Peloton Asserts It’s For Everyone, Everywhere

Peloton Asserts It’s For Everyone, Everywhere

After years of touting its in-home, internet-connected fitness equipment, Peloton is making a sharp turn to assert that its true central products are its app and its fitness guides and classes. And that they are for everyone, everywhere.

The new positioning includes a new brand identity and advertising campaign, as well as new app-usage membership tiers and a new Peloton Gym content feature. The overall message is that Peloton and its content are appropriate for all fitness levels and for use in a variety of locations. 

To move away from the perception that it is a hardware company, Peloton has restructured its consumer offerings, creating five distinct membership tiers for its app. The tiers are designed to offer something for everyone at all fitness levels to work out with or without its equipment, independently or with instruction. 

“This is an opportunity to showcase how we meet our members where they are,” said Jaisa Dominguez, senior corporate communications manager for Peloton. “It’s an opportunity to take ownership of what we are, rather than what we have been perceived as.”
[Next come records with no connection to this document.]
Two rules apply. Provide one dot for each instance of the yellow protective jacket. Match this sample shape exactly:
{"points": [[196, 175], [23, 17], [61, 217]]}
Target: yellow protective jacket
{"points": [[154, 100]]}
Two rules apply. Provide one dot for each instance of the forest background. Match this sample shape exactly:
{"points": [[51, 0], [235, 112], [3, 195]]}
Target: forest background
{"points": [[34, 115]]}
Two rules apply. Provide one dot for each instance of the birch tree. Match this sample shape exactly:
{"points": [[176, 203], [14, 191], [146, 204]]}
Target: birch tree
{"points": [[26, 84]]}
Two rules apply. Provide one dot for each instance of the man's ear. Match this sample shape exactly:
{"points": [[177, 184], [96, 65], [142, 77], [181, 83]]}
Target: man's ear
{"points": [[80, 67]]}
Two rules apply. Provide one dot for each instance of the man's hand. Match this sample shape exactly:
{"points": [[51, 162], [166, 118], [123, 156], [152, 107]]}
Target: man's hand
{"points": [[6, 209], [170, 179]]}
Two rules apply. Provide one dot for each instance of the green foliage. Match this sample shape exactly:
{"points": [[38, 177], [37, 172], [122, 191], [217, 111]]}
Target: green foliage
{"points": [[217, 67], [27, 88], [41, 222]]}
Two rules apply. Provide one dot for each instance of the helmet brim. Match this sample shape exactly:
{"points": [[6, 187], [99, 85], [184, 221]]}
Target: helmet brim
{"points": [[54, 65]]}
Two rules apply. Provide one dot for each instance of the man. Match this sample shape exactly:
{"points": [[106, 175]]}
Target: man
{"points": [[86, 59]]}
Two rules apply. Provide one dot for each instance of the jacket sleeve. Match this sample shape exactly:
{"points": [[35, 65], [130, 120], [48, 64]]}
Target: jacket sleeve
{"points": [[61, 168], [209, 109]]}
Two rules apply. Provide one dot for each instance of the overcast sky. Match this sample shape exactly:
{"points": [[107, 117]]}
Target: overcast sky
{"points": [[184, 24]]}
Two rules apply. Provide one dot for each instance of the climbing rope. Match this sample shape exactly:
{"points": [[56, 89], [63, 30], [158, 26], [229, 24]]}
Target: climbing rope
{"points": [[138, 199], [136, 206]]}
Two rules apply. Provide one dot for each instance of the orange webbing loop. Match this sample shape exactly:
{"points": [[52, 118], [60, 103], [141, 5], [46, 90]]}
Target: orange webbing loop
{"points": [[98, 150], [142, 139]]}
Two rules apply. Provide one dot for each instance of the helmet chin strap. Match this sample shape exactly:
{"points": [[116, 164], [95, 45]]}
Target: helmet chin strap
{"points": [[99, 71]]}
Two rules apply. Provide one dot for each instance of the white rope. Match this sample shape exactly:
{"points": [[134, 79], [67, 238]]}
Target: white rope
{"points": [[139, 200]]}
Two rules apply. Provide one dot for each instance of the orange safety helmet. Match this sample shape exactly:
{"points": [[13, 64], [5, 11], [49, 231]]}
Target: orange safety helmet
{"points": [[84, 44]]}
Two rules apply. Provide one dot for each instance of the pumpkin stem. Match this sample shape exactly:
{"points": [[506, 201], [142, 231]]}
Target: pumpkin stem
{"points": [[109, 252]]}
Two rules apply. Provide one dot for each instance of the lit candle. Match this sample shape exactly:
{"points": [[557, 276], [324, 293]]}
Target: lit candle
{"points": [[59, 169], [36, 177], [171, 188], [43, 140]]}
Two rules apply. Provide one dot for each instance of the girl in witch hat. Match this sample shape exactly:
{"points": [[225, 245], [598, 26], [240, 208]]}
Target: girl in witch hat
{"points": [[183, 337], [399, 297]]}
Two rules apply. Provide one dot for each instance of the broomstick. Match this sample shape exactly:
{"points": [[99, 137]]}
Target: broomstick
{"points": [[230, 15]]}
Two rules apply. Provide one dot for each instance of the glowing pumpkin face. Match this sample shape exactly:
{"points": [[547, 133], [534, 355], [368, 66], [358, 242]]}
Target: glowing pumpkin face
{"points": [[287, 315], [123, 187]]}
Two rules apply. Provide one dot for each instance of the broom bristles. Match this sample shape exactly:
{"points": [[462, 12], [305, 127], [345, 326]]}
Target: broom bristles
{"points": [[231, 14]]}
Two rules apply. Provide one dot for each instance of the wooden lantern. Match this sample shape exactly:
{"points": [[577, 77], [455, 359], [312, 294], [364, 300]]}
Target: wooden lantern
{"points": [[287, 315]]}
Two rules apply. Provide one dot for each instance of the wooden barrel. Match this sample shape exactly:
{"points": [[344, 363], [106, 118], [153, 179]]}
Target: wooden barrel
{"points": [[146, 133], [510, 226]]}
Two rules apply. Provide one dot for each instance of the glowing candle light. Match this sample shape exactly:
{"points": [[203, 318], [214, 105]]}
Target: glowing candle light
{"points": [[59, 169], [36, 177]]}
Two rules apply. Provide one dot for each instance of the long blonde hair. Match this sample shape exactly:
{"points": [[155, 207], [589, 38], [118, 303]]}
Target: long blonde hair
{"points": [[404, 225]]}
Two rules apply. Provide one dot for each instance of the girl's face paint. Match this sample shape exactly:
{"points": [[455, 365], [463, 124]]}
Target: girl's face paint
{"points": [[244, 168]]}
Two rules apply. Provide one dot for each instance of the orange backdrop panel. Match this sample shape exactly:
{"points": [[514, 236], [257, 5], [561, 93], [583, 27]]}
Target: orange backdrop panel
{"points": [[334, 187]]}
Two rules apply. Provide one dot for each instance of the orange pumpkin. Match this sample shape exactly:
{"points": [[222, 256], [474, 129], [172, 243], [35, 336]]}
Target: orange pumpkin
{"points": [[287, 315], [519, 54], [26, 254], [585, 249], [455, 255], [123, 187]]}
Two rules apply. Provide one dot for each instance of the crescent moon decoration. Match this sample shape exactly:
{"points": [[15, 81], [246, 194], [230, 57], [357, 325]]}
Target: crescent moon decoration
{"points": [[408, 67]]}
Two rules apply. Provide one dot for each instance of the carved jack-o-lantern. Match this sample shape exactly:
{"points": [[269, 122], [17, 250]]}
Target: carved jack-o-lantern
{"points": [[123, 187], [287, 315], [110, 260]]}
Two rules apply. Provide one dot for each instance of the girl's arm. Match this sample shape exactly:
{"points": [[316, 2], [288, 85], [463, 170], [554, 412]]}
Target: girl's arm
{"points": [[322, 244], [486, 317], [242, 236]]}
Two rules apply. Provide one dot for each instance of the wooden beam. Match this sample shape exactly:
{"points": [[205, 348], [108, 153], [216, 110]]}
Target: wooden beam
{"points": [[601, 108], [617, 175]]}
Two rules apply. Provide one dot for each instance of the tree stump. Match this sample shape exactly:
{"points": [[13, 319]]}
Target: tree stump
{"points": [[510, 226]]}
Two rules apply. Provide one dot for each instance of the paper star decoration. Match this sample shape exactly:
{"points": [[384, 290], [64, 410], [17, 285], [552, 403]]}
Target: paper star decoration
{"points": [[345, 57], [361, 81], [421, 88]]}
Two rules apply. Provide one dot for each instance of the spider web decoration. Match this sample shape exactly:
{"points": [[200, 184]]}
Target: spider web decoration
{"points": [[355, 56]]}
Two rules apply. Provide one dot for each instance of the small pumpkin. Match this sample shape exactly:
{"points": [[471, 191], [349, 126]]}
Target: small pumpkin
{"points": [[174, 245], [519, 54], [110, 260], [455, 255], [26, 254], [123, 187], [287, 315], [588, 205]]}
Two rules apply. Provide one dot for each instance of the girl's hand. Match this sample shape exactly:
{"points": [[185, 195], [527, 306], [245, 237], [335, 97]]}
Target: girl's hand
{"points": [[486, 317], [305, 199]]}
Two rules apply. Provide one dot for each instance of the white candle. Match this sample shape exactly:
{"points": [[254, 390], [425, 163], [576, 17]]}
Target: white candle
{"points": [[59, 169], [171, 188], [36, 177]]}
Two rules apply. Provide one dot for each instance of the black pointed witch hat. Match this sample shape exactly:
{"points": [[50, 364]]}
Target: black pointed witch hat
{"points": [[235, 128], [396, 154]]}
Central to the new positioning is a marketing campaign that includes a new brand identity with a vibrant color palette and imagery showing off the glow one might feel after a workout, Dominguez said. The campaign uses images of current Peloton members photographed before and after their workouts to show the difference exercise makes. 

“That’s real sweat,” Dominguez said. “It was our intention to show how members use our content [using] before and after pictures.”

In addition to the still imagery, the brand has created a 90-second film showing people going through their exercise routines in a variety of different ways and places. The spot starts with a slow-motion image of someone clicking on the brand’s app and slowly building momentum as the users prepare for their workouts. The energy builds as they begin various activities, from calisthenics to running to lifting weights (and babies). The workouts occur in homes, in gyms and outside to further highlight the “anyone, everywhere” approach. 

“The perception [of Peloton] was that it was for a certain demographic, but the reality is that we are for everyone,” Dominguez said. “It’s an opportunity to show everyone that Peloton is what you want it to be and can be accessed from anywhere.”

The new campaign is live in the United States and Canada and will be featured in television commercials, paid digital advertising and streaming. Local market creative campaigns are scheduled to roll out later this year, Dominguez said.

Peloton has been a closely watched brand for years. The brand was an early pandemic success as lockdowns encouraged people to find ways to workout at home (often using Peloton’s pricey bikes and treadmills). The company’s fortunes have faltered since, as it struggled to keep up with that pandemic demand and more competitors began to enter the market. 

Additionally, the brand’s marketing has drawn negative attention, first in a holiday commercial that featured a husband giving his wife a Peloton bike for Christmas (resulting in a backlash about a man presuming his spouse needs to be in better shape). Later, Peloton was depicted as the cause of a major character’s death early in the run of HBO’s “And Just Like That…” program.